Удалить население, установленное положением,
>>> record.remove_population(0) >>> record.populations [[('b1', [(None, None), (4, 4), (2, 2)]), ('b2', [(None, None), (4, 4), (2, 2)]), ('b3', [(None, None), (4, 4), (2, 2)])], [('1', [(3, 3), (4, 4), (2, 2)]), ('2', [(3, 3), (1, 4), (2, 2)]), ('3', [(3, 2), (1, 1), (2, 2)]), ('4', [(None, None), (4, 4), (2, 2)]), ('5', [(3, 3), (4, 4), (2, 2)])]] >>>
Удалить локус по положению,
>>> record.remove_locus_by_position(0) >>> record.loci_list ['136257048', '136257636'] >>> record.populations [[('b1', [(4, 4), (2, 2)]), ('b2', [(4, 4), (2, 2)]), ('b3', [(4, 4), (2, 2)])], [('1', [(4, 4), (2, 2)]), ('2', [(1, 4), (2, 2)]), ('3', [(1, 1), (2, 2)]), ('4', [(4, 4), (2, 2)]), ('5', [(4, 4), (2, 2)])]] >>>
Удалить локус по имени,
>>> record.remove_locus_by_name('136257636') >>> record.loci_list ['136257048'] >>> record.populations [[('b1', [(4, 4)]), ('b2', [(4, 4)]), ('b3', [(4, 4)])], [('1', [(4, 4)]), ('2', [(1, 4)]), ('3', [(1, 1)]), ('4', [(4, 4)]), ('5', [(4, 4)])]] >>>
Интерфейс с программным обеспечением GenePop
Biopython предоставляет интерфейсы для взаимодействия с программным обеспечением GenePop и тем самым предоставляет множество функциональных возможностей. Для этого используется модуль Bio.PopGen.GenePop. Одним из таких простых в использовании интерфейс является EasyController. Давайте проверим, как анализировать файл GenePop и провести анализ с помощью EasyController.

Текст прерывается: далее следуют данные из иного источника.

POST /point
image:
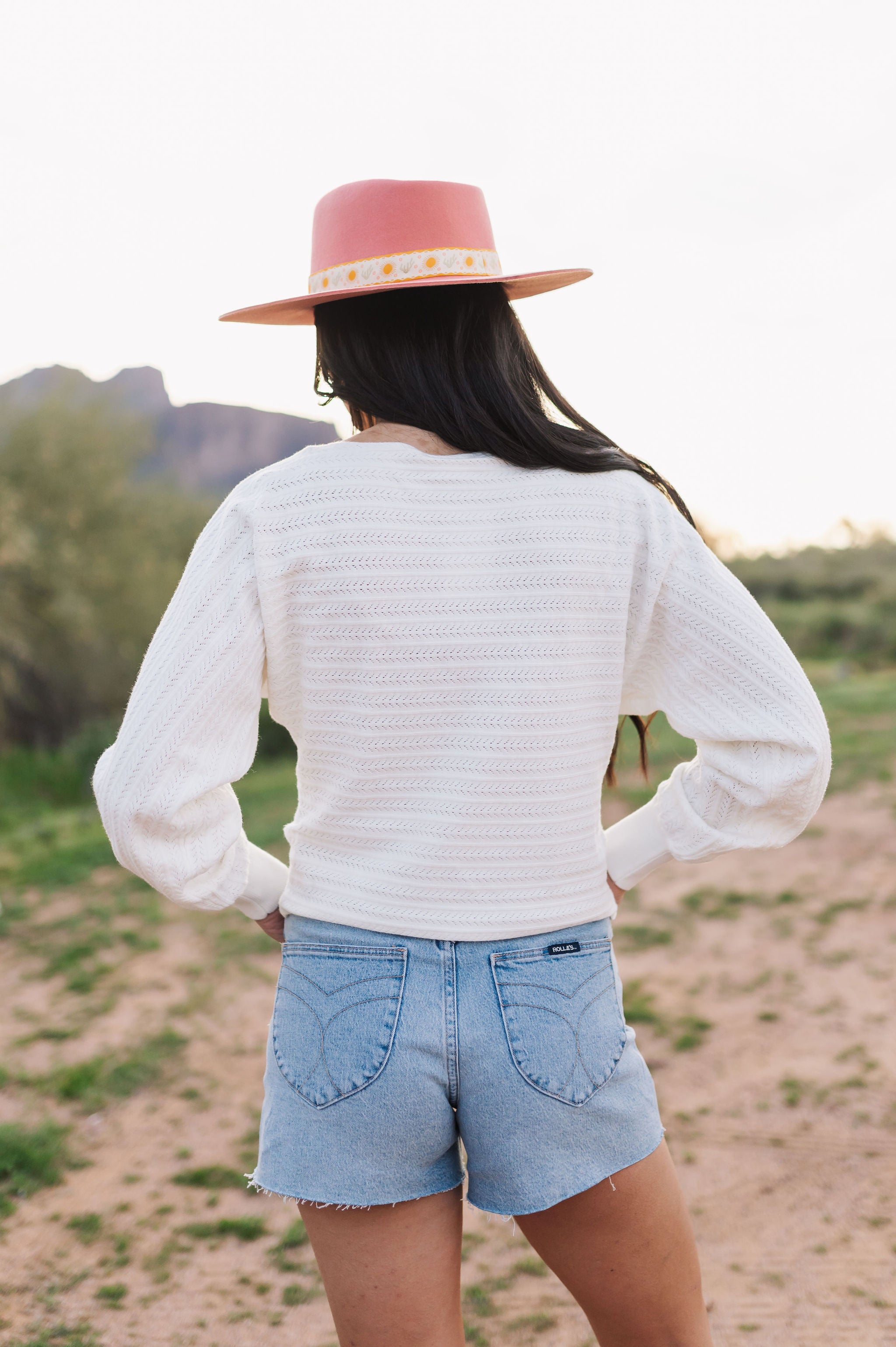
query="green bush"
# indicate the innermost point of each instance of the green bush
(89, 557)
(830, 603)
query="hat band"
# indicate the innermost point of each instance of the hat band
(395, 267)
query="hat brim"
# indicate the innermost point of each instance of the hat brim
(300, 312)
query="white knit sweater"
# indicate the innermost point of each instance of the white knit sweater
(451, 642)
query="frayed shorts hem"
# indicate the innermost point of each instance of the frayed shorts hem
(573, 1193)
(321, 1203)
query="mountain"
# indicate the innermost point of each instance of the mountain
(204, 446)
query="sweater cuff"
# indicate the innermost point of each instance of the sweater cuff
(265, 887)
(635, 846)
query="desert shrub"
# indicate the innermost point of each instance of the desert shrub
(89, 557)
(830, 603)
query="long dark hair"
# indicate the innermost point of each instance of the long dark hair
(456, 361)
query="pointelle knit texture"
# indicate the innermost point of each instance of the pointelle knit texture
(451, 642)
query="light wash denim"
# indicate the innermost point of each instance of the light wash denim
(386, 1051)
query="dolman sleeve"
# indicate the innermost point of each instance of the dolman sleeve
(190, 729)
(701, 650)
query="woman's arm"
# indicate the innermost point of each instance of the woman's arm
(701, 650)
(190, 729)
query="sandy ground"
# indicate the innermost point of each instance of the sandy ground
(780, 1115)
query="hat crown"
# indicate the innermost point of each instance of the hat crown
(385, 216)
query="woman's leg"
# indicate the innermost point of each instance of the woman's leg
(392, 1275)
(628, 1256)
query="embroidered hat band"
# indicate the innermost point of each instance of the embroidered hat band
(371, 235)
(429, 262)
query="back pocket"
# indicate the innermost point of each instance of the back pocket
(335, 1017)
(562, 1017)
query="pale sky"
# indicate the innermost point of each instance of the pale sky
(725, 166)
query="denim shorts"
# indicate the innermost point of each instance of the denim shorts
(387, 1051)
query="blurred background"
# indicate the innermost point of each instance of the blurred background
(728, 173)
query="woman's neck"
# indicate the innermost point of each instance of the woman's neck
(394, 433)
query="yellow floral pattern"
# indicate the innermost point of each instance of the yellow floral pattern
(417, 266)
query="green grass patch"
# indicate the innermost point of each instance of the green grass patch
(717, 904)
(692, 1032)
(32, 1159)
(210, 1176)
(534, 1323)
(294, 1237)
(240, 1228)
(91, 940)
(58, 1335)
(473, 1334)
(297, 1295)
(638, 1005)
(87, 1228)
(112, 1295)
(92, 1084)
(531, 1268)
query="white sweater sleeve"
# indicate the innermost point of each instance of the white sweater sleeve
(190, 729)
(701, 650)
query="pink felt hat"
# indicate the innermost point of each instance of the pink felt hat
(385, 232)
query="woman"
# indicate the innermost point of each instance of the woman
(451, 612)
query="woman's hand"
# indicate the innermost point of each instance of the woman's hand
(273, 926)
(618, 894)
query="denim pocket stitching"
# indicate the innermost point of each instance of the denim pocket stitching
(396, 999)
(550, 1094)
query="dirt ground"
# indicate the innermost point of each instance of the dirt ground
(762, 989)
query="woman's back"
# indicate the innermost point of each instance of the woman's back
(451, 640)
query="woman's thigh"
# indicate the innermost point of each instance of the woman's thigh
(392, 1273)
(626, 1250)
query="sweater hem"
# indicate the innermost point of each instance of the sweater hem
(488, 925)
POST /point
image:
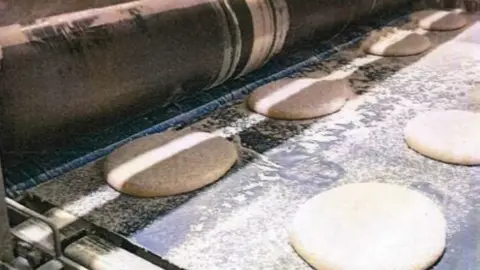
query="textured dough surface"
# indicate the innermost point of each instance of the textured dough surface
(397, 42)
(369, 226)
(439, 20)
(304, 98)
(169, 163)
(451, 136)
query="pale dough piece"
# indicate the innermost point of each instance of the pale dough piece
(169, 163)
(396, 42)
(474, 95)
(439, 20)
(451, 136)
(369, 226)
(301, 98)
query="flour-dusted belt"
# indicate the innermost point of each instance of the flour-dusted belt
(67, 74)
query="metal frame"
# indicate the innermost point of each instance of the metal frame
(6, 250)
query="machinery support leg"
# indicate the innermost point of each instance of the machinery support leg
(5, 236)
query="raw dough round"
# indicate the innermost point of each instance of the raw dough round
(296, 99)
(369, 226)
(395, 42)
(169, 163)
(451, 136)
(439, 20)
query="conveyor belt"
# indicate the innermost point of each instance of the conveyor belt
(25, 169)
(78, 72)
(241, 221)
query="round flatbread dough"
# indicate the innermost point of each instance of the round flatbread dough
(169, 163)
(451, 136)
(303, 98)
(439, 20)
(369, 226)
(392, 42)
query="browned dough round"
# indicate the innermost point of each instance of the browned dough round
(396, 42)
(439, 20)
(169, 163)
(451, 136)
(301, 98)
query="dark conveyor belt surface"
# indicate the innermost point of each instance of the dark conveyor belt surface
(241, 221)
(93, 63)
(28, 167)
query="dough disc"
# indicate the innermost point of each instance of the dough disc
(169, 163)
(369, 226)
(439, 20)
(397, 43)
(296, 99)
(450, 136)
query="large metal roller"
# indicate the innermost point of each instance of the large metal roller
(73, 67)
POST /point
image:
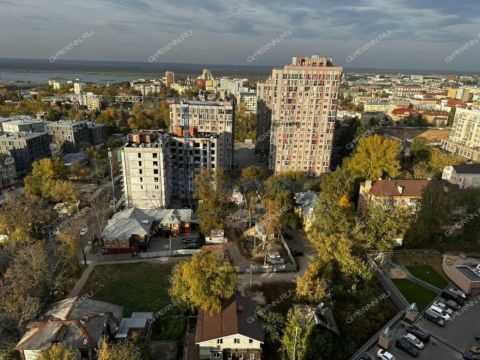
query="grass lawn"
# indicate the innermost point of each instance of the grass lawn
(421, 258)
(138, 287)
(428, 274)
(414, 293)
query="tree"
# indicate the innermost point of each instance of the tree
(25, 284)
(214, 197)
(375, 157)
(125, 350)
(312, 285)
(58, 351)
(205, 281)
(295, 335)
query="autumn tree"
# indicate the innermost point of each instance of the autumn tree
(214, 196)
(125, 350)
(205, 281)
(58, 351)
(375, 157)
(312, 285)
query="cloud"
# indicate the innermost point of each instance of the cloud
(228, 30)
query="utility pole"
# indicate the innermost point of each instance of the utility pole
(295, 343)
(110, 156)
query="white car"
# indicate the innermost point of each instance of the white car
(440, 312)
(458, 292)
(444, 307)
(384, 355)
(412, 339)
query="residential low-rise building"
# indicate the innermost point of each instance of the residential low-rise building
(464, 175)
(235, 333)
(79, 323)
(22, 123)
(386, 193)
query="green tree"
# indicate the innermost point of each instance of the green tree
(57, 352)
(295, 335)
(205, 281)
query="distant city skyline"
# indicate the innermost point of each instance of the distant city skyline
(398, 34)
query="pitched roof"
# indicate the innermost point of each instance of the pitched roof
(235, 318)
(467, 168)
(77, 322)
(410, 188)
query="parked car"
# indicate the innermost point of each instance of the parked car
(450, 303)
(434, 317)
(365, 356)
(384, 355)
(467, 355)
(191, 246)
(419, 333)
(450, 295)
(444, 307)
(458, 292)
(405, 345)
(412, 339)
(441, 312)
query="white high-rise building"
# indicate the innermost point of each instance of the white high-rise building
(303, 101)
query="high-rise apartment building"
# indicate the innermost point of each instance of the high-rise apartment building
(146, 170)
(464, 139)
(303, 100)
(204, 119)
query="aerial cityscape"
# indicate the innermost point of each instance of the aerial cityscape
(239, 180)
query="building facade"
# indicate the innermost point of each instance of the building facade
(25, 148)
(190, 119)
(464, 139)
(145, 167)
(304, 99)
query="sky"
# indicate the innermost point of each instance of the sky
(390, 34)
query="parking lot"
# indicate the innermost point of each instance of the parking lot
(448, 342)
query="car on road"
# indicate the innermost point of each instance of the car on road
(191, 246)
(406, 346)
(434, 317)
(419, 333)
(458, 292)
(450, 303)
(441, 312)
(384, 355)
(451, 295)
(365, 356)
(412, 339)
(444, 307)
(467, 355)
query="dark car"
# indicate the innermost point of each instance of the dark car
(434, 317)
(403, 344)
(450, 303)
(365, 356)
(419, 333)
(191, 246)
(468, 355)
(450, 295)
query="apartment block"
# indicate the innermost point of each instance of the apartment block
(25, 148)
(464, 139)
(204, 119)
(146, 170)
(71, 134)
(304, 99)
(22, 123)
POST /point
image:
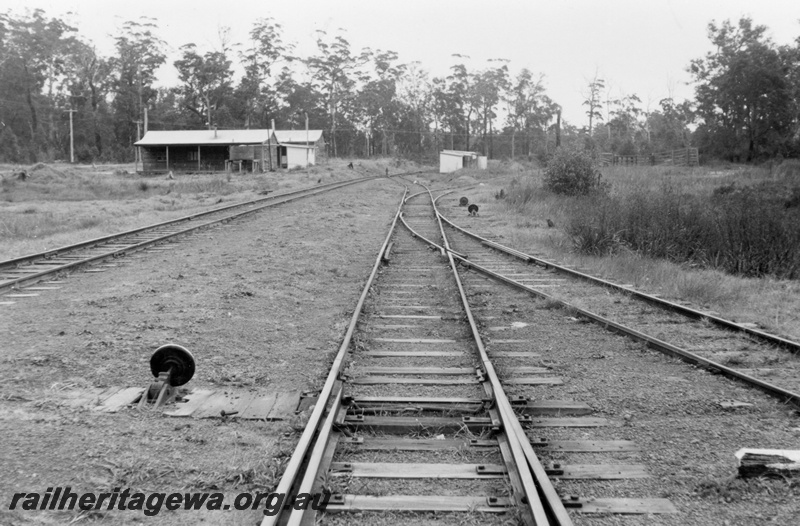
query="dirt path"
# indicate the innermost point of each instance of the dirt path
(258, 318)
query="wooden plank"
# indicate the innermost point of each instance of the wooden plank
(377, 380)
(570, 422)
(417, 370)
(412, 340)
(285, 405)
(415, 444)
(369, 401)
(215, 404)
(623, 506)
(395, 354)
(393, 470)
(588, 446)
(524, 369)
(513, 354)
(120, 399)
(194, 400)
(597, 471)
(391, 327)
(259, 408)
(533, 380)
(408, 316)
(419, 503)
(416, 307)
(555, 407)
(408, 424)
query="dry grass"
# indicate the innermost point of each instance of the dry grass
(521, 221)
(61, 204)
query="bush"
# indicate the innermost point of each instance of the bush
(572, 172)
(740, 231)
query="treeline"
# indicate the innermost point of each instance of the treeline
(368, 101)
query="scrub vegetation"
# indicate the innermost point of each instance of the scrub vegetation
(639, 232)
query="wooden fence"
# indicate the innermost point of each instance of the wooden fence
(682, 157)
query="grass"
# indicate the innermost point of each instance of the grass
(61, 204)
(520, 219)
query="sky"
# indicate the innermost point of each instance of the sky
(640, 47)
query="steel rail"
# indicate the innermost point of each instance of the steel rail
(104, 239)
(544, 493)
(100, 242)
(649, 298)
(432, 243)
(290, 474)
(660, 345)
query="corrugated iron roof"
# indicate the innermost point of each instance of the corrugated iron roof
(223, 137)
(287, 136)
(459, 153)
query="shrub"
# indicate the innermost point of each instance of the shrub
(745, 232)
(572, 172)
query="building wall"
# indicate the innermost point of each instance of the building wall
(297, 157)
(450, 163)
(184, 158)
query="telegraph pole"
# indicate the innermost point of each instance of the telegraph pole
(138, 138)
(71, 139)
(307, 143)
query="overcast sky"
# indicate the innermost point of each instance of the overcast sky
(638, 46)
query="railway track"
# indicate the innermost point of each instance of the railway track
(413, 424)
(17, 275)
(755, 357)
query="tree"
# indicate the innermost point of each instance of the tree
(488, 86)
(35, 50)
(254, 95)
(139, 55)
(333, 71)
(743, 93)
(593, 100)
(529, 109)
(207, 81)
(377, 101)
(88, 81)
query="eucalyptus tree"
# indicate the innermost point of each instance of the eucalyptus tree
(529, 110)
(488, 86)
(593, 100)
(206, 83)
(743, 92)
(139, 54)
(35, 49)
(256, 95)
(333, 71)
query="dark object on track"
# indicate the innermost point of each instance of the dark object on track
(174, 360)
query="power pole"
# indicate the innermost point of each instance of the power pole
(136, 152)
(307, 142)
(71, 139)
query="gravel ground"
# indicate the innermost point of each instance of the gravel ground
(258, 317)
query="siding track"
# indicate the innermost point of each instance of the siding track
(413, 424)
(765, 361)
(18, 274)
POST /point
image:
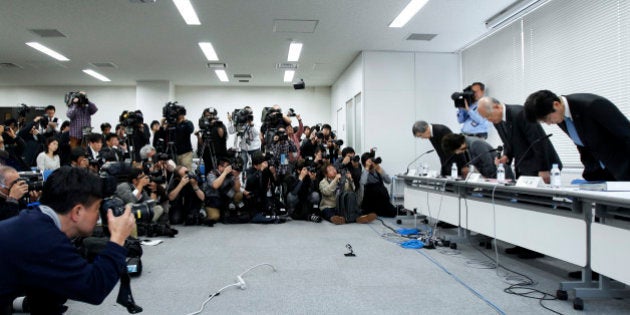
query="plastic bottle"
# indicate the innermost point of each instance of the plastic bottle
(454, 171)
(556, 180)
(500, 174)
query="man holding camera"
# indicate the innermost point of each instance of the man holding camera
(223, 195)
(243, 125)
(39, 259)
(80, 111)
(375, 195)
(185, 196)
(472, 123)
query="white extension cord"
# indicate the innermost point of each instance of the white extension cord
(240, 283)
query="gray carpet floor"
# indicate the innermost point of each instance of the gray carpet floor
(314, 277)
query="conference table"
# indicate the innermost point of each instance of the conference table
(590, 229)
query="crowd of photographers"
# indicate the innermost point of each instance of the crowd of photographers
(273, 172)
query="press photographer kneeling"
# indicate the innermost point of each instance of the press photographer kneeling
(38, 257)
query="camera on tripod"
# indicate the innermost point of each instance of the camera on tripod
(467, 95)
(241, 119)
(171, 111)
(76, 98)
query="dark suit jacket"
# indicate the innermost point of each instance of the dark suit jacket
(518, 135)
(605, 133)
(439, 131)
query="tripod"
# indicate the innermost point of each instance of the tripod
(207, 144)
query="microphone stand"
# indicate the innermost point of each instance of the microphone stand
(421, 155)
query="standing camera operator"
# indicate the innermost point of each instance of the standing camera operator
(375, 195)
(211, 138)
(241, 122)
(39, 259)
(80, 111)
(185, 196)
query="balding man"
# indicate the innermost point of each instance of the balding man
(524, 142)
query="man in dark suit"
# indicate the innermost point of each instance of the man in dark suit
(523, 142)
(435, 133)
(597, 127)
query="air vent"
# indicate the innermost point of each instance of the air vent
(48, 33)
(425, 37)
(9, 65)
(287, 66)
(217, 65)
(294, 26)
(104, 65)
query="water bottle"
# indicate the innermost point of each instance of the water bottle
(454, 171)
(556, 180)
(500, 174)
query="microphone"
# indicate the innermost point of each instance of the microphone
(421, 155)
(476, 158)
(527, 151)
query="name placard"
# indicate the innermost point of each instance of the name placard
(530, 181)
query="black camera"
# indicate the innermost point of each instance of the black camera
(241, 119)
(467, 95)
(76, 98)
(143, 212)
(23, 110)
(171, 112)
(271, 116)
(130, 119)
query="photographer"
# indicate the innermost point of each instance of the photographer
(11, 192)
(211, 138)
(303, 197)
(185, 196)
(135, 191)
(13, 145)
(473, 124)
(272, 119)
(349, 162)
(282, 149)
(223, 195)
(80, 111)
(241, 122)
(38, 257)
(375, 195)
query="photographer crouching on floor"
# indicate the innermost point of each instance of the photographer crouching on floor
(38, 258)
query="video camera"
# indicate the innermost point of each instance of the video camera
(111, 174)
(459, 98)
(207, 122)
(171, 112)
(76, 98)
(241, 119)
(271, 116)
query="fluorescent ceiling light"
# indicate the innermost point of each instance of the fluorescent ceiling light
(96, 75)
(294, 51)
(408, 12)
(187, 11)
(208, 50)
(222, 75)
(48, 51)
(288, 75)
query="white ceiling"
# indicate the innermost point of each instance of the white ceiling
(152, 42)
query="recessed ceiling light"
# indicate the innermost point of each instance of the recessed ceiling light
(288, 75)
(96, 75)
(208, 50)
(408, 12)
(187, 11)
(294, 52)
(48, 51)
(222, 75)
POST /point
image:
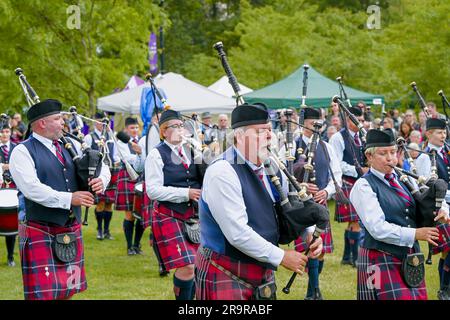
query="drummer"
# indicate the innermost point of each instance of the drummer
(103, 211)
(6, 147)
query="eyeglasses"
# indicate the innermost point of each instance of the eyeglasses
(176, 126)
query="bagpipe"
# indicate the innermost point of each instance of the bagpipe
(199, 151)
(298, 211)
(88, 165)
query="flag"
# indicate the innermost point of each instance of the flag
(153, 54)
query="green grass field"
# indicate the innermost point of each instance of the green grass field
(111, 274)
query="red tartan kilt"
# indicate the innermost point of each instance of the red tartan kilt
(125, 192)
(213, 284)
(114, 178)
(44, 276)
(175, 250)
(444, 239)
(382, 272)
(346, 212)
(327, 240)
(145, 216)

Сначала установите программное обеспечение GenePop и поместите папку установки в системный путь. Чтобы получить основную информацию о файле GenePop, создайте объект EasyController и затем вызовите метод get_basic_info, как указано ниже —
>>> from Bio.PopGen.GenePop.EasyController import EasyController >>> ec = EasyController('c3line.gen') >>> print(ec.get_basic_info()) (['4', 'b3', '5'], ['136255903', '136257048', '136257636']) >>>
Здесь первый элемент — список населения, а второй элемент — список локусов.
Чтобы получить весь список аллелей определенного локуса, вызовите метод get_alleles_all_pops, передав имя локуса, как указано ниже —
>>> allele_list = ec.get_alleles_all_pops("136255903") >>> print(allele_list) [2, 3]
Чтобы получить список аллелей по определенной популяции и локусу, вызовите get_alleles, передавая имя локуса и положение популяции, как указано ниже —
>>> allele_list = ec.get_alleles(0, "136255903") >>> print(allele_list) [] >>> allele_list = ec.get_alleles(1, "136255903") >>> print(allele_list) [] >>> allele_list = ec.get_alleles(2, "136255903") >>> print(allele_list) [2, 3] >>>
Аналогичным образом EasyController предоставляет множество функций: частоту аллелей, частоту генотипа, статистику мультилокусных F, равновесие Харди-Вайнберга, неравновесие по сцеплению и т. Д.